Suez-Veolia : 150 ans de capitalisme rentier

Depuis plusieurs semaines, Veolia tente, sans succès pour le moment, de prendre le contrôle de son concurrent Suez.

Si ces deux groupes dominent le marché mondial de l’eau, c’est avant tout le fruit d’une triste exception française : l’État français a délégué depuis l’origine à des compagnies privées la gestion de l’eau, alors que celle-ci est très largement publique dans la plupart des pays, y compris aux États-Unis, en Belgique, en Allemagne ou en Suisse, pourtant peu suspects de mauvais traitements envers leurs capitalistes.

La Compagnie Générale des Eaux (CGE), société anonyme, ancêtre de Veolia, est née en 1853, par décret de Napoléon III. Son conseil d’administration comportait un aréopage de ducs et comtes de l’Empire. Elle visait à « pourvoir largement à la distribution d’eau dans les villes et à l’irrigation des campagnes » et surtout garantissait à ses actionnaires une rentabilité planifiée : en effet, la ville de Lyon venait de s’engager pour 99 ans à acheter son eau à un prix fixé à l’avance. C’était la première fois qu’une concession d’eau était faite à un opérateur privé. L’eau devenait une marchandise, mais non soumise aux aléas du marché ! L’année suivante la CGE empochait le marché de Nantes, suivi en 1860 de celui de Paris. Les contrats à l’international n’ont pas tardé à suivre : Venise, Constantinople, Porto. Très rapidement, la CGE a étendu son périmètre avec le marché des eaux usées. En 1880, le Crédit Lyonnais créa une nouvelle compagnie, la Lyonnaise des Eaux et de l’Éclairage, ancêtre de Suez. Enfin, en 1933, la Saur, dernière arrivée, se contentait des sites les moins rentables, surtout dans l’ouest de la France. Ces compagnies allaient former les « trois sœurs »’ qui ont écumé le marché de l’eau jusqu’à aujourd’hui.

À elles seules, elles vendent actuellement 66 % de l’eau potable desservie en France. Des origines à aujourd’hui, il s’agit d’un capitalisme de rente. Quelle que soit la forme juridique, le résultat est toujours le même : les collectivités publiques finissent toujours par prendre en charge les déficits éventuels. Et pour les usagers, la facture de l’eau douce est toujours plus salée.

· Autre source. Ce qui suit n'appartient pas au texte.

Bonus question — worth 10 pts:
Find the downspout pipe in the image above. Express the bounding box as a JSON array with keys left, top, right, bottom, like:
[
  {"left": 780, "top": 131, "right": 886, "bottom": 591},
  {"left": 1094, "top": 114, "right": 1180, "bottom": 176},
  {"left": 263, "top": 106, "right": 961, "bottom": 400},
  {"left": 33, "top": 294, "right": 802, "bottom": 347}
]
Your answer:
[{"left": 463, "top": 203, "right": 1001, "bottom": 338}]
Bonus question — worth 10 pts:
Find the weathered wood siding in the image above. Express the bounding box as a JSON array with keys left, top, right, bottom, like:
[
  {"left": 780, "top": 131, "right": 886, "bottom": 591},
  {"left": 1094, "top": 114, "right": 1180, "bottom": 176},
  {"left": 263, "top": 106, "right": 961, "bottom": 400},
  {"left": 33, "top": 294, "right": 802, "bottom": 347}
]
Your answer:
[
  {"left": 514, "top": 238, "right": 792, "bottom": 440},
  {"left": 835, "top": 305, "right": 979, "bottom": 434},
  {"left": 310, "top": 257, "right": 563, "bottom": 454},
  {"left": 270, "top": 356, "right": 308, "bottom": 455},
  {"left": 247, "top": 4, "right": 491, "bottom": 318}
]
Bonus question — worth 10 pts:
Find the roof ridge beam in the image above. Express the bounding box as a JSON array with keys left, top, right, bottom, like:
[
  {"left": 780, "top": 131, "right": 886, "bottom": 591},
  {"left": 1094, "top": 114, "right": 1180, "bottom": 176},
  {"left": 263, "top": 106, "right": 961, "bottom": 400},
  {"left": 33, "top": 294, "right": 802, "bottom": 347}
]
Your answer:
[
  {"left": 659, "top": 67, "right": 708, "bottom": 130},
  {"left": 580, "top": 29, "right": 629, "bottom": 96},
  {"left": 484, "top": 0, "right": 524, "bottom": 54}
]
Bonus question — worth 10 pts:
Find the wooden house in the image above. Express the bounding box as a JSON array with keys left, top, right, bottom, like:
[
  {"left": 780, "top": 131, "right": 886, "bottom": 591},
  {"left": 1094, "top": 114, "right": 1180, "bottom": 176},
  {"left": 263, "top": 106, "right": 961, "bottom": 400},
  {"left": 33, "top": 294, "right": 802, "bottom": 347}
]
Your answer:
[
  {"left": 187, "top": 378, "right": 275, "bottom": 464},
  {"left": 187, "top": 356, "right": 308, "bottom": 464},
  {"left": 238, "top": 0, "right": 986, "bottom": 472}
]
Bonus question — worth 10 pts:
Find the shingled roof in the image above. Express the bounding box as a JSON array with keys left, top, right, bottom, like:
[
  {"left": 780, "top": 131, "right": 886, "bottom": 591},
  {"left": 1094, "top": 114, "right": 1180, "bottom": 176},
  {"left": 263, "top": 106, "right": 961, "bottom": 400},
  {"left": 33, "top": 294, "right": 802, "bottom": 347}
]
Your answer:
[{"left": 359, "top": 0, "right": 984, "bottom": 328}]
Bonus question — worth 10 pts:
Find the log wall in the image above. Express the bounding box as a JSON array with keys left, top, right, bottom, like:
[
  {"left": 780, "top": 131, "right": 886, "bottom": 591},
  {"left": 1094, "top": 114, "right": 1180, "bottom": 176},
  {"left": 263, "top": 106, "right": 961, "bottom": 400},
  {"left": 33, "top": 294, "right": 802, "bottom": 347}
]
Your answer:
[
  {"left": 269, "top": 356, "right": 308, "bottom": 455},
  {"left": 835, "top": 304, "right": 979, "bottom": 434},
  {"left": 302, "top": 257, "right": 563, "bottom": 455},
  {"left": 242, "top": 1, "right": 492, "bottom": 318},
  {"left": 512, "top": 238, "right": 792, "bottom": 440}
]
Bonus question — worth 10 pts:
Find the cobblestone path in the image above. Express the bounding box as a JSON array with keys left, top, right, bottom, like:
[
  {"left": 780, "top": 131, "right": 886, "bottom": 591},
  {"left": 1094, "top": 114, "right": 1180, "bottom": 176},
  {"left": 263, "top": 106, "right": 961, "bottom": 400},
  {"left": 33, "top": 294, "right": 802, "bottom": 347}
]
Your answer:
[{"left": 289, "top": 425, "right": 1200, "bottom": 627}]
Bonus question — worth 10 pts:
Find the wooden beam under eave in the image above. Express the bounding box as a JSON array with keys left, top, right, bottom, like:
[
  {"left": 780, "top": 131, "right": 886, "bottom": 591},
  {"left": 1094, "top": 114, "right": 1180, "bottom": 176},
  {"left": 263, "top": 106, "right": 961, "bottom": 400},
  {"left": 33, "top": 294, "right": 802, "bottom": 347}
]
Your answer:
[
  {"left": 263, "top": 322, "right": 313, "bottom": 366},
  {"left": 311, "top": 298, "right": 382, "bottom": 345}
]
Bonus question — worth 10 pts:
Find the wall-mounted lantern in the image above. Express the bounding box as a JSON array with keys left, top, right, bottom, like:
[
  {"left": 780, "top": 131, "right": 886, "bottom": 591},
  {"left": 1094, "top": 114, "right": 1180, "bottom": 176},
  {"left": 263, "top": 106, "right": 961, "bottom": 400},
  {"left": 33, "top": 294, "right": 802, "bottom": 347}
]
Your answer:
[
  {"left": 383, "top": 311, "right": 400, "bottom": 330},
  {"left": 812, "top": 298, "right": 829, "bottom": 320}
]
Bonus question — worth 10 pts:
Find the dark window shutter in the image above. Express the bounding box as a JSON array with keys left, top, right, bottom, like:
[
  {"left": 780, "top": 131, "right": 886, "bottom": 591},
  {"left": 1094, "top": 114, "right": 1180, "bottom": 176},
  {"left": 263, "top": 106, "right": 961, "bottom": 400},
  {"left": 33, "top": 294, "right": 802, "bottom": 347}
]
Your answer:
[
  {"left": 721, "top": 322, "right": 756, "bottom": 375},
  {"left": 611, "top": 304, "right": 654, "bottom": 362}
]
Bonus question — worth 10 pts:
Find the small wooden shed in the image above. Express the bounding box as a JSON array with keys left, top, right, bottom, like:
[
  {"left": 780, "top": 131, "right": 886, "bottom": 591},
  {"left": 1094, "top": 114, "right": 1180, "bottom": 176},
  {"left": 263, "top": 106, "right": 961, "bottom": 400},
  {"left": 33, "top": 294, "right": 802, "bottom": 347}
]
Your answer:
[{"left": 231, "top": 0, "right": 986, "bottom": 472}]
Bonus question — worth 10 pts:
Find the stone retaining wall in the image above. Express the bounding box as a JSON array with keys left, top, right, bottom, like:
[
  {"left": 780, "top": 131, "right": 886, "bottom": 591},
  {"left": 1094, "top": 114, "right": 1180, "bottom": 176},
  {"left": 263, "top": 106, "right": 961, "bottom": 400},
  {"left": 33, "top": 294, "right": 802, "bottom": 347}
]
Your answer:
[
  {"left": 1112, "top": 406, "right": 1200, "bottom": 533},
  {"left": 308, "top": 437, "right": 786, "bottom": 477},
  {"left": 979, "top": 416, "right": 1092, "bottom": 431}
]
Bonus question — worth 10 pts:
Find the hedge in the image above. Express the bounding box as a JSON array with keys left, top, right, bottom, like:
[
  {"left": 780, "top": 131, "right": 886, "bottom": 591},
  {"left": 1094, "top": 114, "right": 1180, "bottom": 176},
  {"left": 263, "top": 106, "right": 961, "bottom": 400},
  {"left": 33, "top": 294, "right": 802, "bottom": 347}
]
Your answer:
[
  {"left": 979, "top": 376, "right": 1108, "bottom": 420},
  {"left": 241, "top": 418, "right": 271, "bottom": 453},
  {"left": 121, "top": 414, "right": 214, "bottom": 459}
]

Loin de se faire concurrence, les majors se sont partagé les marchés, créant parfois des filiales communes, puis ont étendu leur empire aux déchets, au transport, aux cliniques, aux médias. Ainsi Suez -Lyonnaise des Eaux a créé M6 avec RTL. Leur histoire est émaillée de scandales de corruption d’élus, de détournements gigantesques. C’est ainsi que la Générale des Eaux, devenue Vivendi sous la houlette de Messier, fit main basse sur les milliards de provisions pour travaux payés par les consommateurs, pour acquérir à prix d’or des studios à Hollywood avant de faire disparaître ces sommes dans le krach de 2002.

Les trois sœurs ont toujours bénéficié de la complicité totale de tous les gouvernements, de droite comme de gauche. Il n’a jamais été question de les nationaliser ni en 1936, ni en 1945, ni en 1981.

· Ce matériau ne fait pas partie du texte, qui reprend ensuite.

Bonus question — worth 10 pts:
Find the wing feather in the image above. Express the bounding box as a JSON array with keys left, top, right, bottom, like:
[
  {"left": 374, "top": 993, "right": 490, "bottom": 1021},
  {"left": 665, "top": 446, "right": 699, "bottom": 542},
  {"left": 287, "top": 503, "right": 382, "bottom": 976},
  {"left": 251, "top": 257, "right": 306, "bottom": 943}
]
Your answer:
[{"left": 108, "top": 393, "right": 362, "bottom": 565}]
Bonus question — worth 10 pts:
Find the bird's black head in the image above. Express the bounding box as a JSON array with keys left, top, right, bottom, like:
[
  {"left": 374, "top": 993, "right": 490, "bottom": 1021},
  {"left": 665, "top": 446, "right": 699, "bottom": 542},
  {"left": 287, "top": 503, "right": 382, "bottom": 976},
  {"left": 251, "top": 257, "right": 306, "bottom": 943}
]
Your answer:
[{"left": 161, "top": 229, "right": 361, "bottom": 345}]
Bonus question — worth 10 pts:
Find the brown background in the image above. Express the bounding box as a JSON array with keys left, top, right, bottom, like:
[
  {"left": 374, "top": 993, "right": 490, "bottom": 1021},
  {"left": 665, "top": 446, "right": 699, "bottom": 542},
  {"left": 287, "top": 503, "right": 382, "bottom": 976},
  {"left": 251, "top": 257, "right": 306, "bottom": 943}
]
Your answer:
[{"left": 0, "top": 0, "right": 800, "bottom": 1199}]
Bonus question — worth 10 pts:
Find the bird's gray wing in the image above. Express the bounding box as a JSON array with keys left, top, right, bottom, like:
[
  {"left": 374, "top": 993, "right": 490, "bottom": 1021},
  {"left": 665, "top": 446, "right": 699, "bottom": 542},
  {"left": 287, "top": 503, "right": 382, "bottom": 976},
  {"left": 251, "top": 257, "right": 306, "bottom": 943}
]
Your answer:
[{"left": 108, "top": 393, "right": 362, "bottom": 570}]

Avec la lutte entre Véolia et Suez, on assiste à une nouvelle étape de la concentration sur ce marché de l’eau. Le groupe qui en sortira, si Veolia parvient à l’emporter, sera en position de monopole qui lui permettra de se livrer à un racket encore accru. Loin d’être un champion de l’environnement comme certains le présentent, il sera un champion du capitalisme rentier et parasitaire.